With “Dance with the Dead” we have a multi layered plot that speaks to Donal’s own background (and by the way his brother Fintan is a bloody marvel of a character seriously) and adds a possible serial killer into the mix all whilst the poor guy is trying to redeem himself within the police force. The crime elements of the plot are brilliantly imagined and ever so fascinating, there is huge depth to both character and setting that really rings true, even given the wilder elements. The fact that it is all set in the 90’s just makes it even better, James Nally builds his story around real life events going on in the background and it works extraordinarily well.
For me, this is classic crime fiction with a twist – I love the twist – and I love that Donal is so beautifully rubbish in his brilliance – his attempts at fanning the flames of a possible romance in this instalment made me smile such a lot. Also the relationships he builds with family and the people around him make a great backdrop to the individual crime stories told, you just want to keep reading for many different reasons.
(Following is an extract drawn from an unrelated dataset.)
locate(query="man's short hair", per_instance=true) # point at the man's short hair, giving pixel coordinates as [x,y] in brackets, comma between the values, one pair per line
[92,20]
Book one was great. Book two was better. I think I may have found my new favourite crime thing.
I’m a huge fan of the Oz retelling, where the wicked witch was perhaps not quite so wicked after all – I’ve read the books I’ve seen the musical and done my fair share of singing (badly) along to Defying Gravity – so I was really looking forward to seeing what Mr Maguire did with another classical favourite, Alice in Wonderland.
Well it was not as good. For me it didn’t quite hit the highs of Wicked – but still it was an enjoyable little reimagining, following Ada as she follows Alice down that rabbit hole. What I did like was the attempt made to keep it true to the original in style and substance especially in the writing, although I think possibly this made it a little drier and over wordy than it needed to be or would have been if he had just said sod it I’m writing something completely different.
What worked? Well it had that magical quality during the “wonderland” portions of the story and I grew rather fond of Ada along the way. What was maybe not so good? The “those left behind” portions dragged a little especially with regard to Lydia, I kept wanting to return to Ada.
That said, I did get caught up in it and I read it fast – one sitting on Saturday night. I think a lot of whether you will enjoy this or not will come down to your love (or not) of literary language and your personal relationship with the original work by Lewis Carroll. Me? I enjoyed it. I didnt adore it but it was a fun read.